Adrenocortical carcinoma can be related to other cancers.

What this study adds?

Sequence analysis should be performed if fluorescence in situ hybridization analysis is negative. Analysis of Hounsfield unit density of the tumor on imaging can help to distinguish malign from benign. The Lin-Weiss-Bisceglia system should be used instead of the Weiss system for the oncocytic variant.
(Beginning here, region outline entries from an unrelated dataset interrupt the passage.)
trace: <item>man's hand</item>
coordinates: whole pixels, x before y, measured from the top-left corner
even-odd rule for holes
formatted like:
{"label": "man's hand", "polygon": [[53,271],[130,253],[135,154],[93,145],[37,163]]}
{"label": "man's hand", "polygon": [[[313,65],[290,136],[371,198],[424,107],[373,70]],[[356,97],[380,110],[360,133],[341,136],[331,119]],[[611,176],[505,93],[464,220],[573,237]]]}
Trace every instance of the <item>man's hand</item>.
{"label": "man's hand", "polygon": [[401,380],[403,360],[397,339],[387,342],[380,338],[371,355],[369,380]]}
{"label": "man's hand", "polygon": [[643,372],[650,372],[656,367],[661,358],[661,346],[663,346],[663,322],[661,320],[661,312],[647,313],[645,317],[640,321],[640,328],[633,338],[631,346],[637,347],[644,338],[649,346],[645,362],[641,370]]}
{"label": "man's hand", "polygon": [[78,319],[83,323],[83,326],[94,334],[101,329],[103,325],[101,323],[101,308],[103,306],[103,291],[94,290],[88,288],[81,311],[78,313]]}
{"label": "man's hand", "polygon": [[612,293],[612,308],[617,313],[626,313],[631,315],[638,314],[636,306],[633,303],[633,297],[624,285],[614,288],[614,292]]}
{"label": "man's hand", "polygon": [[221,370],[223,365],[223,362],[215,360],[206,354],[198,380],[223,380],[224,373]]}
Oncocytic variant adrenocortical carcinoma (ACC) is an extremely rare tumor, with an incidence of 0.72 per million of population annually (1,2). In our country, ACCs account for 6.9% of carcinomas and other malignant epithelial tumors, and 0.19% of childhood cancers (3). Only 147 cases with adrenal oncocytic neoplasm have been reported in the literature (4). Although most cases of ACCs are sporadic, ACCs have an association with hereditary cancer syndromes such as Li-Fraumeni syndrome (LFS) and Beckwith-Wiedemann syndromes (BWS) (5). The pathogenesis of sporadic ACCs is less well understood. Tumor suppressor genes have a significant role in the development of cancer (6). Breast cancer, soft tissue and bone sarcoma, brain tumors, Wilms’ tumor, neuroblastoma, and hepatoblastoma are some types of cancer that are associated with ACCs. However, well-known oncogenes/tumor suppressor variants are not relevant to each malignancy. Environmental factors and decreased penetrance of a particular gene defect cannot be excluded (6).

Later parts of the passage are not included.